How the Violence Reduction Unit is tackling the root causes of crime
Policing alone won’t end the cycle of violence on our streets. Our Violence Reduction Unit takes a fundamentally different approach to tackling violence, by identifying the root causes and delivering early interventions to help prevent its spread.
This means intervening at critical moments in a young person’s life when they’re experiencing things that could increase the chance of them getting involved in violence.
To achieve this goal, we’re bringing together specialists from the NHS, the police, local government, probation and community organisations to understand the underlying causes of violent crime and to be ready to intervene when needed.

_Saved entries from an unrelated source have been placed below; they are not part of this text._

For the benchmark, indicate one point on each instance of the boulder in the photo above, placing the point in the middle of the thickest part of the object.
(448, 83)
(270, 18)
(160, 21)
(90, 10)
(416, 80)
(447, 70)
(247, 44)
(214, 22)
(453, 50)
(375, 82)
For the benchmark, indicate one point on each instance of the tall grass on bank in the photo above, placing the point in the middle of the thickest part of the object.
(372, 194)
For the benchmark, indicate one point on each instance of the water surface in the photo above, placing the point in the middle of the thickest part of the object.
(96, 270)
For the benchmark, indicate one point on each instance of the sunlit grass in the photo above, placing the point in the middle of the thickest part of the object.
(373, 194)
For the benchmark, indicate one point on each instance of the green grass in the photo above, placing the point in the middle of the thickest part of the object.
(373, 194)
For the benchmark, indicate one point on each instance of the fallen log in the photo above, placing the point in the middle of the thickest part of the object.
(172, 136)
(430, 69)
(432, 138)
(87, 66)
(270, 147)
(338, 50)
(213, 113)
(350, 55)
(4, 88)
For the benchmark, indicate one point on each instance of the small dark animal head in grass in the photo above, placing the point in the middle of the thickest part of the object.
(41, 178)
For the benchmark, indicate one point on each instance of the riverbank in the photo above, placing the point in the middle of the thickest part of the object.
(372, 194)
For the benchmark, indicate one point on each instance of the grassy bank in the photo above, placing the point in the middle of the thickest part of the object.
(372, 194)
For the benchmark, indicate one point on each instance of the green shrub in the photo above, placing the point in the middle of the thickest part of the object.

Our Violence Reduction Unit is working to cut crime in a number of ways:
Expanding after-school provision in high-crime areas - following data showing that violent incidents involving young people aged 10-16 are more likely to happen at the end of the school day.
Supporting the often-difficult transition from primary to secondary school - the Stepping Stones programme supports vulnerable year sevens as they start secondary school.
Supporting schools to reduce school exclusions - following a massive increase in children being excluded from schools and children in care not receiving the support they need.
Extra support for young people affected by domestic violence – following figures showing 13 percent of serious youth violence victims are victims of domestic violence, and evidence of the link between involvement in violence and children witnessing violence in the home.
Supporting vulnerable parents to help create stronger families – including those who are victims of domestic violence or sexual offences.
Providing better training for youth workers and establishing a Youth Action Group to inform the unit’s work.
Piloting programmes in prisons and Young Offender institutions.
Only a long-term public health approach, which tackles the deep-rooted and ingrained social and economic problems facing society – and includes strong police enforcement – can truly address the problem of violent crime.
By investing in our young people and investing in our communities we can expand opportunity for all.